8

 

The hours roll on endlessly on the parade ground.

That boy is cute, I wonder if he’s gay. Guess I’ll never know. The sun is so hot. I wonder if I’ll burn a frown that will make me look older. My polish is nearly finished. Has Mom changed? Has everything at home changed? I want to buy a panel van, turn it into a surfer-cabby. Would I be able to afford it on army pay? I’ll make a plan; re-design it. Yes, I like that, think it through really well; plan every detail. I’ll build it myself, and then fit a fridge, stove, gas and a wood-strip ceiling. I’ll plan a trip. Who will I take with me? Maybe that boy, where is he from? We’ll do a trip around the country. I must stand next to him in the lunch queue. We’ll sleep in the back, just the two of us . . . Don’t go there, can’t march with a boner.

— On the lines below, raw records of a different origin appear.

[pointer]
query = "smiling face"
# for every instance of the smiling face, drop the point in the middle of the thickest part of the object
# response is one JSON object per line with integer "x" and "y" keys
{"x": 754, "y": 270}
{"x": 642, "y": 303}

Shit, this is boring. This is so fucking boring. Can’t they march? Don’t they have any rhythm? Frankie’s face . . . Frankie, I miss you, I miss you, my brother. Hope PT is easy. Hate pole PT and buddy PT. I know this afternoon during PT I’ll pick him. He seems light, lean and sexy. Think of our first house in Welge­moed. I was so happy at first. Second house in Welgemoed, then Banhoek, Bob Dylan, Joni Mitchell, Black Sabbath, AC/DC, Led Zeppelin. Don’t listen to that music, it’s evil, devil-music, it’s from Satan. Midnight Express, Rocky Horror, Jaws. ‘Platooooon, halt two-three . . . bang . . .’

Will I still be able to draw after two years?

‘Leeeeeft turn . . .’

Will I be accepted into Art College? I miss Anne. Travel, travel. New York. We are lost. Think of the first house in Welgemoed. I do know what happiness is. I did . . . until that day—when everything changed.